Bidding involves locking STX into a smart contract to be rewarded with CityCoins with the discovery of each block. This discovery takes place every ten minutes, and each miner can bid for up to 30 blocks at a go, increasing the chances of winning.
Also, STX deposited in the smart contract cannot be removed whether the miner eventually wins the block or not. As mentioned earlier, the probability of a miner winning a block depends on the amount of STX deposited in the smart contract relative to the amount deposited by other miners.
Winners for each block are selected using a verifiable random function. This function weighs the percentage amount of STX each miner bids. For example, a miner that deposits 20% of the total STX in a smart contract has a 20% chance of emerging as the block winner.

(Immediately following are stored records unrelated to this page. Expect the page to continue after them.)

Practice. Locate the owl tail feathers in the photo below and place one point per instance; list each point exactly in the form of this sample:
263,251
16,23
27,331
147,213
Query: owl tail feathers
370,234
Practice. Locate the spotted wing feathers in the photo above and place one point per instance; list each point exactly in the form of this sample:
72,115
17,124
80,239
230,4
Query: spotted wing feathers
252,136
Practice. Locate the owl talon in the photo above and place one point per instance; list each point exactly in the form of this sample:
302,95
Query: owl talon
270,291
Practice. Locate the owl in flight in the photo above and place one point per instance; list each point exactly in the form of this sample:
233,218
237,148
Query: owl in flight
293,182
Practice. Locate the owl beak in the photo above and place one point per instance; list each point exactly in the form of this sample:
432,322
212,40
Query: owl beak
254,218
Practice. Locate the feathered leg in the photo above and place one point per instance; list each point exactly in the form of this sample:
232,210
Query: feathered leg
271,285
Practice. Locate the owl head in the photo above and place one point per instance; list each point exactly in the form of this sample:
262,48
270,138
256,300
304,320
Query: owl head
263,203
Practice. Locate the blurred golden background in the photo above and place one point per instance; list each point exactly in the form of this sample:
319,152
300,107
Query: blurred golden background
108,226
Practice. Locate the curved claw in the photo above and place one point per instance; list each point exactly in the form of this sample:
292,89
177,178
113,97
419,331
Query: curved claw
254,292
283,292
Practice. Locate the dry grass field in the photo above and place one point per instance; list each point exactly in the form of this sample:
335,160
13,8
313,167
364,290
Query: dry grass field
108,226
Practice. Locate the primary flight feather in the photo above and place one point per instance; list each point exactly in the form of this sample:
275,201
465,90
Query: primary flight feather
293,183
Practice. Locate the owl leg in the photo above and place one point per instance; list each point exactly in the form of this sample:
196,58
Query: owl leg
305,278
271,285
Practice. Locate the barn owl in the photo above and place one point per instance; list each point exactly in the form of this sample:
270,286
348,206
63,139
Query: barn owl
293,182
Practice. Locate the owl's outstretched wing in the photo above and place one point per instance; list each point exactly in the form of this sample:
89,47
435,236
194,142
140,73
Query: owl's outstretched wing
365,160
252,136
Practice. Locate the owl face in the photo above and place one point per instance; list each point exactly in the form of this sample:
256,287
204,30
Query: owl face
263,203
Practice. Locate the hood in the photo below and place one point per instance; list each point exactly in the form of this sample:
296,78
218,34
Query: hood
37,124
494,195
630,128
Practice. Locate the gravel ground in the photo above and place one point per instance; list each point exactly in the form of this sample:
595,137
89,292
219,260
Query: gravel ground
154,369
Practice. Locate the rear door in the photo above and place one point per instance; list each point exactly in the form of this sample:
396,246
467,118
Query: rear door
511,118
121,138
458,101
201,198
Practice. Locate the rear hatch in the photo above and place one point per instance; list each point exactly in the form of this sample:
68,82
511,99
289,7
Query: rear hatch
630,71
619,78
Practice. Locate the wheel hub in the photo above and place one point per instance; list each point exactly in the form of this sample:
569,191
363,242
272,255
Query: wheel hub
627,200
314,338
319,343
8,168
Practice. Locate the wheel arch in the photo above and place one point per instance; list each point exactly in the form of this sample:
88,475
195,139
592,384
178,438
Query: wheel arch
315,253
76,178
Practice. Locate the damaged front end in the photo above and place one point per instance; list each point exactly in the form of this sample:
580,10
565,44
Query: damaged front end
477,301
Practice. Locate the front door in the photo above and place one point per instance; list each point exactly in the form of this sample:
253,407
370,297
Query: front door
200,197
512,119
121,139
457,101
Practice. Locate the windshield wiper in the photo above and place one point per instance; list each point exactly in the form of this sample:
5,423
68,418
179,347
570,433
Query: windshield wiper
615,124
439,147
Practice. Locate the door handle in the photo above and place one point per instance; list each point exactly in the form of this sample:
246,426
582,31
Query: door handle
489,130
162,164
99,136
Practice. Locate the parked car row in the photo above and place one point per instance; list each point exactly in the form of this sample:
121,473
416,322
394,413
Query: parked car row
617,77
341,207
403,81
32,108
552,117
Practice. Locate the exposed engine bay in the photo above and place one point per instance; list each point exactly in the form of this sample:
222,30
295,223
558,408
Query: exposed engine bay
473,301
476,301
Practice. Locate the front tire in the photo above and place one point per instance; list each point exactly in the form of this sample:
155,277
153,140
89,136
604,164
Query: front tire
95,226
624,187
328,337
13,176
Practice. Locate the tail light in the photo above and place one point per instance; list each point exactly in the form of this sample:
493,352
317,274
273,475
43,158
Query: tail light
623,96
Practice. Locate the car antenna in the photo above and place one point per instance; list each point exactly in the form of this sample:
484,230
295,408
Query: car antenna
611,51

Of the total STXs spent by the miners, 30% is placed into a wallet for the city, while the remaining is given to stackers as rewards. The entire lot is sent to the city’s wallet when there are no stackers.
This process involves sending CityCoins to a smart contract for a selected period. After the period expires, the stacker receives their share of the 70% of STXs sent by the miners.
First, users of the platform must choose the amount of CityCoins they want to stack and the number of reward cycles they would like to participate in, with 32 as the maximum number of reward cycles. Note that you cannot stack in a cycle in progress, only incoming ones.
The stacked CityCoins are removed once the reward cycle begins and can be claimed when it is complete. For example, if you stack 10,000 CityCoins for a cycle after it ends, you can reclaim your CityCoins together with your STX rewards.
In addition, those who stack their STXs can earn Bitcoin as a reward.
The Stacks Protocol aims to improve the Bitcoin blockchain with highly modular decentralized apps (DApps) and smart contracts that don’t make any changes to Bitcoin features. Modular DApps enable developers to build upon the apps created on Stacks.
A proof of transfer (PoX) consensus mechanism regulates all transactions on the platform. This mechanism lays the basics for what all miners must do to develop apps on the platform.
Applications of CityCoins
Though still being developed in some cities, CityCoins have shown lots of promise, with the Mayors of New York and Miami outlining various plans for this new project. Here are some ways CityCoins can help grow a city.
Speaking to the Tony Blair Institute for Global Change, Miami City Mayor Francis X. Suarez has spoken of plans to share the dividends of Miami Coin among residents of the city with digital wallets, emulating countries like Saudi Arabia that share revenue from oil among its citizens. Miami’s possession of CityCoins and a digital wallet provides an avenue for actualizing these plans.
Creation of Transparent Structures
Cryptocurrencies like CityCoins are transparent, as all data and transactions are easily accessible by everyone. This enables CityCoins to be used as a platform for transparent revenue allocation and budget distribution.
Contribution to the city’s development is CityCoins’ primary use. CityCoins allow users to voluntarily contribute to their city’s coffers while being rewarded for it simultaneously. It encourages inclusiveness, increases revenue, and reshapes governance on a new level.
Should You Mine CityCoins?
CityCoins are a welcome development, as they provide residents an avenue to contribute to the economic growth of their city. Although, just like other cryptocurrencies, there are inherent risks, CityCoins has the potential to be a platform for implementing social policies and improving transparency in governance.